La seule programmation d’un équipement public ne permet pas d’établir la constructibilité terrain au regard des prescriptions d’urbanisme relatives à l’accessibilité de ce dernier et à l’assainissement des constructions projetées. Il en va de même lorsque les travaux de réalisation de ces équipements sont en cours dès lors que leur achèvement est prévu à une date éloignée.

CAA. Bordeaux, 8 février 2007, Sté du Val de Bellassise, req. n°P4BX00294 / CAA. Nancy, 1er mars 2007, Sté CERCA, req. n°05NC00767


Les deux arrêts aujourd’hui commentés ont en commun de traiter de la question relative à la possibilité de prendre en compte des la réalisation future d’équipements publics pour apprécier la constructibilité d’un terrain et la conformité d’un projet, en l’occurrence au regard des règles relatives à sa desserte par les voies publiques et le réseau public d’assainissement.

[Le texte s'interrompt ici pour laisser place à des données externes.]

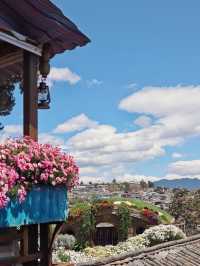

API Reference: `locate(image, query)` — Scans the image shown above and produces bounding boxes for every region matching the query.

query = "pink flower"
[0,137,79,208]
[18,186,27,203]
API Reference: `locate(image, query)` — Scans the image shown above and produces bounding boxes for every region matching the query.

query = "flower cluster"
[53,225,186,265]
[142,224,186,246]
[0,137,79,208]
[53,248,96,264]
[83,235,149,258]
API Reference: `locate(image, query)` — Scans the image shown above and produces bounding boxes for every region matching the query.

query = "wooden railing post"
[40,224,51,266]
[23,50,39,266]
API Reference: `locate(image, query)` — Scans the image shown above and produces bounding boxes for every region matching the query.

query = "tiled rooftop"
[78,234,200,266]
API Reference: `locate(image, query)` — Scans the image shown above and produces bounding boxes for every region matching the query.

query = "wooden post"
[23,51,38,140]
[23,51,51,266]
[23,51,39,266]
[40,224,51,266]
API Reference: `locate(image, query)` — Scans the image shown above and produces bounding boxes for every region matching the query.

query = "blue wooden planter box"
[0,185,68,228]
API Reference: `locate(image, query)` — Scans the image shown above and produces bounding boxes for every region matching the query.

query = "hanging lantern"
[38,44,51,109]
[38,78,51,109]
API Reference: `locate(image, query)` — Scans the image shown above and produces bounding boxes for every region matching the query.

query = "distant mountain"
[154,178,200,190]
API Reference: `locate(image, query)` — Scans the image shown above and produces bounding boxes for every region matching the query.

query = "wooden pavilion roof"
[0,0,90,85]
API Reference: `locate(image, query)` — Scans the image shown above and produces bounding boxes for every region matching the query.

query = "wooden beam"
[0,31,42,56]
[0,51,22,69]
[23,51,39,266]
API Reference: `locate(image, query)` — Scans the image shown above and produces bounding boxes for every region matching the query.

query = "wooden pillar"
[23,51,39,266]
[40,224,51,266]
[23,51,38,140]
[23,51,51,266]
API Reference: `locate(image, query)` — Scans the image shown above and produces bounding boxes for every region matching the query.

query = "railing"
[92,227,118,246]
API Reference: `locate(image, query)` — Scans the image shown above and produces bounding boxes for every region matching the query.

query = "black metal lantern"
[37,78,51,109]
[38,44,51,109]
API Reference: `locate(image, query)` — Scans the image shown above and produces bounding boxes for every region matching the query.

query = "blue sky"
[2,0,200,183]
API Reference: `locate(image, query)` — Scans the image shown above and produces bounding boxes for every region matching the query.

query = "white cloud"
[39,133,64,146]
[0,133,9,144]
[172,152,183,159]
[134,115,152,128]
[87,79,102,88]
[116,174,160,183]
[79,175,106,184]
[126,83,137,89]
[63,85,200,182]
[119,85,200,116]
[3,124,22,135]
[12,84,199,184]
[54,114,98,134]
[66,123,169,177]
[168,160,200,177]
[119,85,200,145]
[48,67,81,85]
[79,166,98,175]
[0,124,22,144]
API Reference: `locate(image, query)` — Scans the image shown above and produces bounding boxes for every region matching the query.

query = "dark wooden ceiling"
[0,0,90,86]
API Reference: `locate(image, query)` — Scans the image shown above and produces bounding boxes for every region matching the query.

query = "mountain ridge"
[154,178,200,189]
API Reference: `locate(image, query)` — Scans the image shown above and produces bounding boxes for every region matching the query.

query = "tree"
[148,181,154,188]
[169,189,193,225]
[124,182,130,193]
[140,180,148,190]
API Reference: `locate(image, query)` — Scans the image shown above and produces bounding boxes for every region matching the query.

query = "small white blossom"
[53,225,186,265]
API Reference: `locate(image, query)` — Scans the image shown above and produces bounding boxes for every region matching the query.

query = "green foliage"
[70,197,172,224]
[73,240,88,251]
[123,182,130,192]
[169,189,192,223]
[108,197,172,224]
[69,197,172,249]
[0,84,15,116]
[140,180,148,189]
[118,203,131,241]
[57,250,71,262]
[169,189,200,226]
[70,201,91,218]
[148,181,154,188]
[71,202,96,251]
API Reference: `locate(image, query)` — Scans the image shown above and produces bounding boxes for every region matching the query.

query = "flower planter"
[0,185,68,228]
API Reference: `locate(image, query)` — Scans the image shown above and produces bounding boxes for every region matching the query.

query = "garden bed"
[53,225,186,265]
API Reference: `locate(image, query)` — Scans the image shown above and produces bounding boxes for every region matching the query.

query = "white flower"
[114,201,122,205]
[53,225,186,264]
[125,201,132,206]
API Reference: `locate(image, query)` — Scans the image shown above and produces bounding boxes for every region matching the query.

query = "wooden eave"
[0,0,90,86]
[0,30,42,56]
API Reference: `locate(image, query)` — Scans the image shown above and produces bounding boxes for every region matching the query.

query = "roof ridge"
[77,234,200,266]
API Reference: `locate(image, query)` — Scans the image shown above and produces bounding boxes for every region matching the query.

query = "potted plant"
[0,137,79,227]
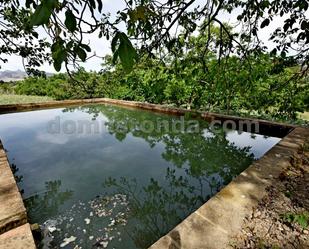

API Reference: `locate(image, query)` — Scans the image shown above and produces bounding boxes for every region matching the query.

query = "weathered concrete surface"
[0,98,295,137]
[0,142,35,248]
[0,223,36,249]
[149,127,309,249]
[0,142,27,234]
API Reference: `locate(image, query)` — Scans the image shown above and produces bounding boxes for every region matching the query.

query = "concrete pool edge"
[0,141,36,248]
[0,98,297,137]
[149,127,309,249]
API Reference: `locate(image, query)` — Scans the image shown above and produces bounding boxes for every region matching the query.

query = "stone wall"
[0,141,36,248]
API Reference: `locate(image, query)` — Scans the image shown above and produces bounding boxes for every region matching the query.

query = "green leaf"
[32,31,39,39]
[30,4,52,26]
[53,60,62,72]
[301,21,309,30]
[89,0,96,9]
[65,10,77,32]
[284,22,290,32]
[76,47,87,61]
[26,0,34,8]
[281,51,286,58]
[66,41,74,49]
[129,6,148,22]
[80,44,91,52]
[45,0,58,9]
[52,49,66,71]
[97,0,103,12]
[111,33,120,52]
[252,28,257,36]
[118,33,137,72]
[260,18,270,28]
[270,48,277,56]
[111,32,137,72]
[112,50,119,64]
[51,39,67,72]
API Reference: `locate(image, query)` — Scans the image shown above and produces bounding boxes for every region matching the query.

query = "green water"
[0,104,280,248]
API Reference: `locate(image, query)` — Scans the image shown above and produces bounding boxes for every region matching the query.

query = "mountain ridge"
[0,70,53,82]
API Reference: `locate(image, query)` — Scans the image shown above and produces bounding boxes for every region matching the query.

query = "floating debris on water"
[60,236,77,247]
[42,219,58,233]
[39,193,130,248]
[84,218,91,225]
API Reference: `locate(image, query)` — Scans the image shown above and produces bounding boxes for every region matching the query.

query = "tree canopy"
[0,0,308,74]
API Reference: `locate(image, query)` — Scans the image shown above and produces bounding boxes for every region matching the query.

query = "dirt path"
[231,142,309,249]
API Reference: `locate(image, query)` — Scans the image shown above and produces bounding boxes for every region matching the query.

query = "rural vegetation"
[2,44,308,121]
[0,0,308,121]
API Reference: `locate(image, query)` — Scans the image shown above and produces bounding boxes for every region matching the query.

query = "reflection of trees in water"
[6,105,257,248]
[5,105,256,248]
[161,131,254,183]
[5,149,74,223]
[4,149,24,192]
[10,163,23,184]
[65,104,254,183]
[103,164,244,248]
[63,105,256,248]
[103,169,206,248]
[24,180,73,222]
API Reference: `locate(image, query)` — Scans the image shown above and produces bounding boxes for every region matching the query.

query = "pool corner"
[148,127,309,249]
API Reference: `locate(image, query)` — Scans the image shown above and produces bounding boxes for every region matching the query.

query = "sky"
[1,0,119,73]
[0,0,282,73]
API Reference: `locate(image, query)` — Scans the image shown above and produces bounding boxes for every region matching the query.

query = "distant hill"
[0,70,27,82]
[0,70,53,82]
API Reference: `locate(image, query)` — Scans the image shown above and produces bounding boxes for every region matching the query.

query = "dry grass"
[299,112,309,121]
[0,94,53,105]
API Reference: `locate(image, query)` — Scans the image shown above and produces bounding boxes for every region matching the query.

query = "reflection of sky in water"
[0,104,281,248]
[226,130,280,159]
[203,128,280,159]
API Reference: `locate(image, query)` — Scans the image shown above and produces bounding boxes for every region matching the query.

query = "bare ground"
[231,142,309,249]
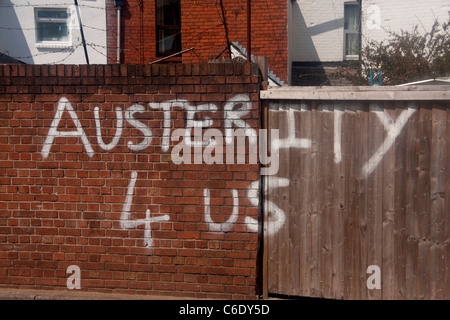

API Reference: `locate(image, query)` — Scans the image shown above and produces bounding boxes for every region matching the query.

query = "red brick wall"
[107,0,288,83]
[107,0,157,65]
[0,63,262,299]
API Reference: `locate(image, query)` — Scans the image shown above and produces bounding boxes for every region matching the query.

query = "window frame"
[343,1,361,61]
[35,7,72,49]
[155,0,182,57]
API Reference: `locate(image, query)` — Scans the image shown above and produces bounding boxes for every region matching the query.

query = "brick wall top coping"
[0,63,260,79]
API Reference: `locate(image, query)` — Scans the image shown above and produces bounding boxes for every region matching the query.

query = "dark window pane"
[345,33,359,56]
[156,0,181,27]
[37,22,69,42]
[158,29,181,53]
[344,3,360,58]
[37,10,68,20]
[156,0,181,56]
[344,4,359,31]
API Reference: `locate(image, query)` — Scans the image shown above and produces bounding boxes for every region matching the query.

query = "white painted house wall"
[361,0,450,43]
[290,0,450,63]
[0,0,107,64]
[290,0,346,62]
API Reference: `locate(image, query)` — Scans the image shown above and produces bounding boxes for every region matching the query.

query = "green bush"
[349,14,450,85]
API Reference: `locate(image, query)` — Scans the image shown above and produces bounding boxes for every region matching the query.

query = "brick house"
[106,0,288,85]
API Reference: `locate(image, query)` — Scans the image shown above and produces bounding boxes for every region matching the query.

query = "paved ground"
[0,288,192,300]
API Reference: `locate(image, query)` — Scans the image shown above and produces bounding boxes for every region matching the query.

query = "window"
[344,2,360,60]
[35,8,70,46]
[156,0,181,56]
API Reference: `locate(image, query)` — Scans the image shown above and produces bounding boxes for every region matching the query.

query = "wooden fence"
[260,87,449,299]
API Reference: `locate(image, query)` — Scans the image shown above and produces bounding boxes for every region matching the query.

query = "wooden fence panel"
[265,99,449,300]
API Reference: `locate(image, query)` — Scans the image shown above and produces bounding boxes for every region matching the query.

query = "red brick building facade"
[106,0,288,84]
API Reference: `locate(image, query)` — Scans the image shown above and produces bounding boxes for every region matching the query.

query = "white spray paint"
[271,108,311,150]
[245,177,290,236]
[249,108,306,235]
[333,107,344,164]
[94,106,123,151]
[124,104,153,151]
[224,94,257,145]
[362,106,416,176]
[184,103,218,148]
[244,216,259,233]
[183,102,218,164]
[40,95,267,244]
[150,97,254,153]
[149,100,187,152]
[258,129,279,176]
[42,95,256,158]
[204,188,239,232]
[41,97,94,159]
[245,180,261,233]
[121,171,170,247]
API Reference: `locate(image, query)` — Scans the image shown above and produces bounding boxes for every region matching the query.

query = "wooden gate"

On sait, en effet, que la légalité d’un permis de construire s’apprécie à sa date de délivrance en considération du projet présenté par le pétitionnaire, tel qu’il apparaît à l’examen du dossier déposé à cet effet. Par voie de conséquence et par principe, seuls les aménagements dont la réalisation est autorisée par le permis de construire et ceux existants à la date de délivrance de ce dernier peuvent être prise en compte pour apprécier sa légalité.

Or, aux termes des dispositions du Code de l’urbanisme, ce principe ne connaît qu’une exception, en l’occurrence celle résultant de l’article L.421-5 du Code de l’urbanisme en ce qu’il dispose : « lorsque, compte tenu de la destination de la construction projetée, des travaux portant sur les réseaux publics de distribution d'eau, d'assainissement ou de distribution d'électricité sont nécessaires pour assurer la desserte de ladite construction, le permis de construire ne peut être accordé si l'autorité qui le délivre n'est pas en mesure d'indiquer dans quel délai et par quelle collectivité publique ou par quel concessionnaire de service public lesdits travaux doivent être exécutés » ; dont on rappellera qu’il n’est applicable qu’en matière de permis de construire.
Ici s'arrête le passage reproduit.